You’ve described yourself as a production craftsman. In this town of artists you don’t feel like you quite align with in your approach, would you say you’re a leather artisan?

No, I’m not an artisan. I’m a leathercrafter. I use leathersmith because it sounds less kinky than leatherworker. And it gives it more of that old-world tone.

I view crafter and artist as interchangeable, I guess. Defining artisan, I derive artist from that, someone with a drive, study and intent in producing art.

Leathercraft at Manitou Art Center in Manitou Springs, Colorado

The notion of art seems to mean original, abstract creativity in your mind.

(nods agreement) Creating something from nothing like that is a long drawn-out process for me. And mostly it’s derivative for me. I’m a great technician. I can adapt things well. It’s application of form versus generating it, in my mind.
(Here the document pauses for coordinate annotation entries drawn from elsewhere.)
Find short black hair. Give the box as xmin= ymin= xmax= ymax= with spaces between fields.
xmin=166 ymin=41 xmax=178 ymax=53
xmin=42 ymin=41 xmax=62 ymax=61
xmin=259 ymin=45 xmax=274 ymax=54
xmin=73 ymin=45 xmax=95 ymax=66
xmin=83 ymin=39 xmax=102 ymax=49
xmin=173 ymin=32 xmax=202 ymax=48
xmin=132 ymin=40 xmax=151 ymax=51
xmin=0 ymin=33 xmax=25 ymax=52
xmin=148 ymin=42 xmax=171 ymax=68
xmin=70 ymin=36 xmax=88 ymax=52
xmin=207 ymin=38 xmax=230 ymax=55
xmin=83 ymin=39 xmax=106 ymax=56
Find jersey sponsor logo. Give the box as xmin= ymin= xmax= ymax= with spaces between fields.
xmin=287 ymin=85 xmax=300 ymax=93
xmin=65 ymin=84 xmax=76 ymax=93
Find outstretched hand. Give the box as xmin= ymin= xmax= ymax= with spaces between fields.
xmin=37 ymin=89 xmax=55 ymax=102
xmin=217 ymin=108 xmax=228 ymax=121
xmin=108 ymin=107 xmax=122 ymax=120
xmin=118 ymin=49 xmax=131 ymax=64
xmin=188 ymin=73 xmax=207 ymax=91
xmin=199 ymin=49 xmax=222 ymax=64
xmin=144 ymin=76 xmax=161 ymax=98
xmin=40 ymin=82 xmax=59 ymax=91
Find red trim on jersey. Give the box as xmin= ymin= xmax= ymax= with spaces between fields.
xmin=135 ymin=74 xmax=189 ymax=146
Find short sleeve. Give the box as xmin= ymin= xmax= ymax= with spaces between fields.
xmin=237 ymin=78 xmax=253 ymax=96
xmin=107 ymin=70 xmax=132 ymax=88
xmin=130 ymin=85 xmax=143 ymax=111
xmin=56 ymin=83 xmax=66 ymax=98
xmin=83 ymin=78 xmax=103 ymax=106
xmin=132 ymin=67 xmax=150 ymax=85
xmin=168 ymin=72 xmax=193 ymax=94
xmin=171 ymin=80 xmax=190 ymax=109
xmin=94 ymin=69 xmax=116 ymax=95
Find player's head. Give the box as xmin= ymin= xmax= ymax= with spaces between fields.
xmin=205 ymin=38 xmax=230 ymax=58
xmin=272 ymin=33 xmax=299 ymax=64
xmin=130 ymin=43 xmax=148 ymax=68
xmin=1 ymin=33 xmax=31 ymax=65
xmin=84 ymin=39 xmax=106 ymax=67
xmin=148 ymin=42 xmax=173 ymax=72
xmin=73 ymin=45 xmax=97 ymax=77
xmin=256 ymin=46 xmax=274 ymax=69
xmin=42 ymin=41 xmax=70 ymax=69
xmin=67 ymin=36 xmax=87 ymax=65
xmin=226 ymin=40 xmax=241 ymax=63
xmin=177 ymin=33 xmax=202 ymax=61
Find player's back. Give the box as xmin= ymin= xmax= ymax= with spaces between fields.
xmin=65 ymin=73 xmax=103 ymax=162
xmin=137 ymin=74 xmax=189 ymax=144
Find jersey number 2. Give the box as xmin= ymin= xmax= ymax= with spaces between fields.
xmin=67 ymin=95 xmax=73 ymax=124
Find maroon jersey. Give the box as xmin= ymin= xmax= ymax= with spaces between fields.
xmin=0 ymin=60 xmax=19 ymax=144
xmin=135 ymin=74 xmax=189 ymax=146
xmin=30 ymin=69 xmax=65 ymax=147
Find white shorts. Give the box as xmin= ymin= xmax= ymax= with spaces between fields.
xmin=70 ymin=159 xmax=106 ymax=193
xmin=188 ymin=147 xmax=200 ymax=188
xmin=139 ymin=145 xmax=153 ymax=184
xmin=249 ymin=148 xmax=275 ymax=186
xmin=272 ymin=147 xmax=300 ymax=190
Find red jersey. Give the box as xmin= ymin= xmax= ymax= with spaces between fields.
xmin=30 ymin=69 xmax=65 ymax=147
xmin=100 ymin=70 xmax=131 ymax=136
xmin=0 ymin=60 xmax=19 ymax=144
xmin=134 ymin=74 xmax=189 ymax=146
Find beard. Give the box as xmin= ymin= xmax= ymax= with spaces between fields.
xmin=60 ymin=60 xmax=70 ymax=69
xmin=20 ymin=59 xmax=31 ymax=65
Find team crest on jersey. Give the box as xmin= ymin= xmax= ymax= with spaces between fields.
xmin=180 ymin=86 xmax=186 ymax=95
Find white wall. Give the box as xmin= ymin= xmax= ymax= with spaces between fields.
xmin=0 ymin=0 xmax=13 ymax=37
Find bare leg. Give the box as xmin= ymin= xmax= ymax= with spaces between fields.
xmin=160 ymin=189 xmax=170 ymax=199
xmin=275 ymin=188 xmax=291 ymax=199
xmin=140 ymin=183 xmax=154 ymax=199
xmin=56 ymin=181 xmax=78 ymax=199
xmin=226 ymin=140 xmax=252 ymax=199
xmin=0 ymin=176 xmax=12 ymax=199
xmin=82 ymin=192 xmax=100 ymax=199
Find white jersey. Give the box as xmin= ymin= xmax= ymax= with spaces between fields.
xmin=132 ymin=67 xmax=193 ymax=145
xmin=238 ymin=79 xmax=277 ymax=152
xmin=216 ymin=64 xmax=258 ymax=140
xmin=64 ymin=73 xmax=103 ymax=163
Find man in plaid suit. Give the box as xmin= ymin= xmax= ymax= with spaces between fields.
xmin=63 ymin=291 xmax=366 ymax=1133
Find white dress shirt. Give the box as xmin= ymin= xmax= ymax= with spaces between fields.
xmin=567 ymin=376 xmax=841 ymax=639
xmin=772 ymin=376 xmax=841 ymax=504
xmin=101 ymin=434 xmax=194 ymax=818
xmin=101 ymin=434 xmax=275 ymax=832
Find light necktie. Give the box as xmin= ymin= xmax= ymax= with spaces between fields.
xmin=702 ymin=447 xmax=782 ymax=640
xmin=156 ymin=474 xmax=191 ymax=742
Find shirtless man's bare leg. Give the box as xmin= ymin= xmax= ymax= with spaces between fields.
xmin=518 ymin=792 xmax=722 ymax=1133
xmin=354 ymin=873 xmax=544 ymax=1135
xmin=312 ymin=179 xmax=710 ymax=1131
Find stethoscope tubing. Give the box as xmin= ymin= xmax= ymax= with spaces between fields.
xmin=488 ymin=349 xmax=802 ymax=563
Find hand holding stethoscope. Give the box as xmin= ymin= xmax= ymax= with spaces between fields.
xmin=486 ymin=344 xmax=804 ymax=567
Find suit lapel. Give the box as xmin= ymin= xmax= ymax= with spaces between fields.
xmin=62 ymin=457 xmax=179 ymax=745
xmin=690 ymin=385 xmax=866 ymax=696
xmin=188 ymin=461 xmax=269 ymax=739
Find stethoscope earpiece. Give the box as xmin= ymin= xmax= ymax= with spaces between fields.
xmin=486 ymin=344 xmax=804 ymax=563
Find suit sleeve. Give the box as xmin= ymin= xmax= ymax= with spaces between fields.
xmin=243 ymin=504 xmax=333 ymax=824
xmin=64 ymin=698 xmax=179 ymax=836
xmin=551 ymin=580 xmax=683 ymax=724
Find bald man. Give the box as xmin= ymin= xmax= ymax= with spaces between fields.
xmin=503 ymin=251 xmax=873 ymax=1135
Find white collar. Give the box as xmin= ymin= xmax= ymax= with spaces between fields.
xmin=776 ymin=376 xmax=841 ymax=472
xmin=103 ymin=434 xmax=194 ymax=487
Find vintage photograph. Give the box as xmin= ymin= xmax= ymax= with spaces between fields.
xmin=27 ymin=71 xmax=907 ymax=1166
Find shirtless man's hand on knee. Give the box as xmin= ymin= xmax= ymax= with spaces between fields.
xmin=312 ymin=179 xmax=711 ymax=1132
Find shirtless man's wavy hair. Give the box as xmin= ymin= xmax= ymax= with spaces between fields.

That’s different.

Let’s go back to what you were saying about the kung fu philosophy, about there being art in every skill. It’s a similar view to how I’m broadly describing art and creativity for Humanitou’s purposes, that it applies to people’s passions and isn’t limited to painting, sculpting, pottery, etc.

The kung fu mentality says the more you learn and master something, the better and easier it becomes for you. You’re doing something for the sake of excelling, and being mindful of being increasingly skilled at that thing.

The idea is that kung fu is in everything, that everybody’s skill has an art to it.